Session 7: Data Skills for Large Survey Data 

Dates: Friday 17th and Thursday 23rd March, 10.00 to 12.15 on both days (both days are to be attended)

Location: Online workshop

Do you want to use data from large national surveys? National and cross-national surveys are key sources of research data. They give easy access to data from large representative samples on a wide range of topics.  

Through presentations and practical activities, these two workshops are designed by the UK Data Service to get you more confident working with these valuable sources of data.  

The sessions will include examples from real social surveys accessed from the UK Data Service such as British Social Attitudes survey, Labour Force Survey and Family Resources Survey. They will also highlight further resources from the UK Data Service and other organisations to help you continue to develop your data skills.  

The sessions are designed for those with no prior experience of large survey datasets or for those who would like to refresh their knowledge.  

Materials and support for the practical activities will be for SPSS and R – please indicate which software you will use on registration. The workshops are accessible to new users of software, but some familiarity will be useful. For those with no prior experience, we will send some preliminary resources to help you participate.  

Part 1: From questionnaire to dataset: getting started with survey microdata  

This session introduces features (and quirks) of survey data and includes practical skills for making sense of these valuable datasets. Through practical sessions, the aim is to get familiar with a large dataset, reviewing topics such as measurement and missing data. Finally, the session looks at issues around surveys weights and precision.

Part 2: Recoding, filtering, and linking: getting data ready for your analyses

This session focuses on getting real datasets ready for analysis. There is often more work involved in preparing data than analyzing the data. Through practical examples, the session looks at how we recode and compute variables and how to select population sub-groups for analyses.

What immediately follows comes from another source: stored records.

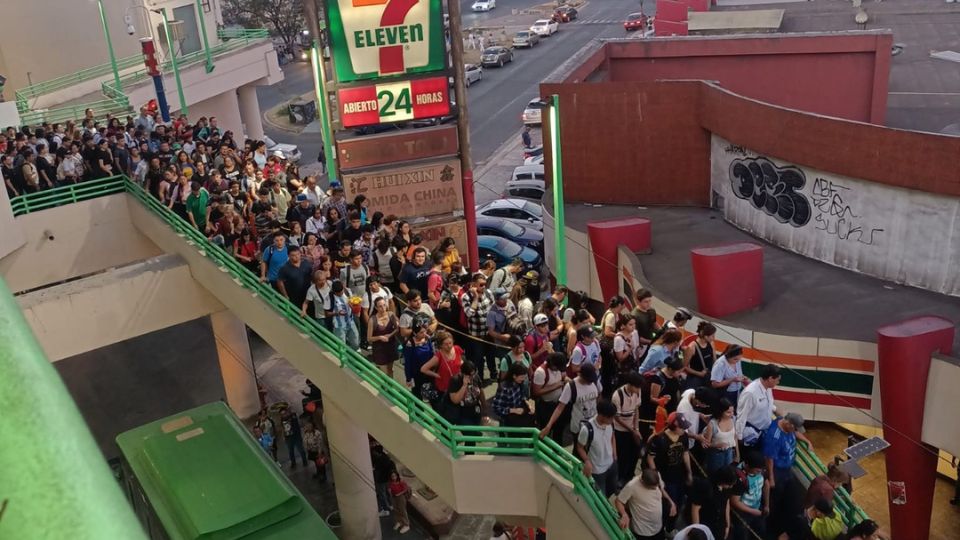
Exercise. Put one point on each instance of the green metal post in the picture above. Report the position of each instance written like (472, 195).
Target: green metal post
(206, 42)
(173, 62)
(106, 35)
(320, 86)
(560, 247)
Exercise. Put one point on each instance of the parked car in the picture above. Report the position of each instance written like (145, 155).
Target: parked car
(531, 113)
(496, 56)
(503, 251)
(484, 5)
(528, 172)
(526, 189)
(526, 38)
(517, 234)
(472, 73)
(564, 14)
(635, 21)
(545, 27)
(520, 211)
(290, 151)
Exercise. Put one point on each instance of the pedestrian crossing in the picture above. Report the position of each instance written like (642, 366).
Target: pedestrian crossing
(597, 21)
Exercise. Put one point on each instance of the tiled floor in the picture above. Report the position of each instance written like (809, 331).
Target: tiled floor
(870, 492)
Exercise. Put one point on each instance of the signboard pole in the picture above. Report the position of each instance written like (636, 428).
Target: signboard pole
(312, 17)
(560, 246)
(463, 129)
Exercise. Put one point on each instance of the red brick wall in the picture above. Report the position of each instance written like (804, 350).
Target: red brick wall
(632, 143)
(844, 76)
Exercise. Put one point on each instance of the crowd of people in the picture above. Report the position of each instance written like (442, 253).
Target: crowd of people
(666, 425)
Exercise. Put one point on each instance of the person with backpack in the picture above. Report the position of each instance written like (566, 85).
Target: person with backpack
(445, 363)
(319, 296)
(503, 278)
(516, 355)
(586, 351)
(510, 404)
(660, 388)
(549, 378)
(626, 425)
(537, 340)
(597, 448)
(580, 395)
(750, 498)
(668, 454)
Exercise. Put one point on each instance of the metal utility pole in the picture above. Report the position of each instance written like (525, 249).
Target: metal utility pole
(311, 15)
(463, 133)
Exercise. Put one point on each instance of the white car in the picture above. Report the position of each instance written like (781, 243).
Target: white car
(532, 112)
(484, 5)
(520, 211)
(545, 27)
(290, 151)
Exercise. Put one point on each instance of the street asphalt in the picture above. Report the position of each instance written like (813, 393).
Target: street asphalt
(495, 103)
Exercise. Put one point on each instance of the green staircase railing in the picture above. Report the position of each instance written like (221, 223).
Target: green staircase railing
(459, 439)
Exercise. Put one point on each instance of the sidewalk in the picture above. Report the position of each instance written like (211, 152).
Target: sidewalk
(283, 382)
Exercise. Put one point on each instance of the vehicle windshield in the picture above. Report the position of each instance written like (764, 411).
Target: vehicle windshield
(533, 209)
(511, 228)
(508, 248)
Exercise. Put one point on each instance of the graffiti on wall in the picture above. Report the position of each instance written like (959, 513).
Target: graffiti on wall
(778, 191)
(772, 189)
(836, 217)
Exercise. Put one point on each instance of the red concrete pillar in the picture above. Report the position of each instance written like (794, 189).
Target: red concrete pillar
(605, 237)
(728, 278)
(903, 362)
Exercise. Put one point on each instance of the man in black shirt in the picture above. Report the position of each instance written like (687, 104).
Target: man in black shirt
(294, 278)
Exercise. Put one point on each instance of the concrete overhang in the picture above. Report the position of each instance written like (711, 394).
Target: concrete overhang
(109, 307)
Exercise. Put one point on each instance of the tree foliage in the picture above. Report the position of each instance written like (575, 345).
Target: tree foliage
(284, 18)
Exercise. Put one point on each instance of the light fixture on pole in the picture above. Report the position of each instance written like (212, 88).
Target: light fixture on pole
(106, 36)
(173, 59)
(556, 169)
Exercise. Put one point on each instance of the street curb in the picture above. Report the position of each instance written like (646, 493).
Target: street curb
(280, 127)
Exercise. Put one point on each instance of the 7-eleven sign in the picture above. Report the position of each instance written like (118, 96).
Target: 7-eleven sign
(379, 38)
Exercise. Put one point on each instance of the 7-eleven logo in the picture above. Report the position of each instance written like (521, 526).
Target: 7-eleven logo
(386, 36)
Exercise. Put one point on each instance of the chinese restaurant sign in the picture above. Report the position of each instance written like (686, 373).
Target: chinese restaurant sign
(393, 101)
(382, 38)
(425, 189)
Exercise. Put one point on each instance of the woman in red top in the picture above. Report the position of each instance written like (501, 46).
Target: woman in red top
(400, 493)
(445, 363)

Finally, since datasets can also have complex structures with multiples files, the session will look at examples of merging and linking.  

 

Session 8: Sharing and FAIRing your Research Data 

Dates: Wednesday 29th March, 14.00 to 15.00

Location: Online workshop

Find out how to make your research impact go further by openly sharing your data. 

The key to sharing your data is to ensure that what you share can be used practically by others.  In this session, library data sharing experts will introduce you to the concept of making your data FAIR – Findable, Accessible, Interoperable and Re-useable. 

Making your data FAIR optimises the reuse of your data, increasing the opportunity for impact, collaboration and furthering the development of knowledge in your field.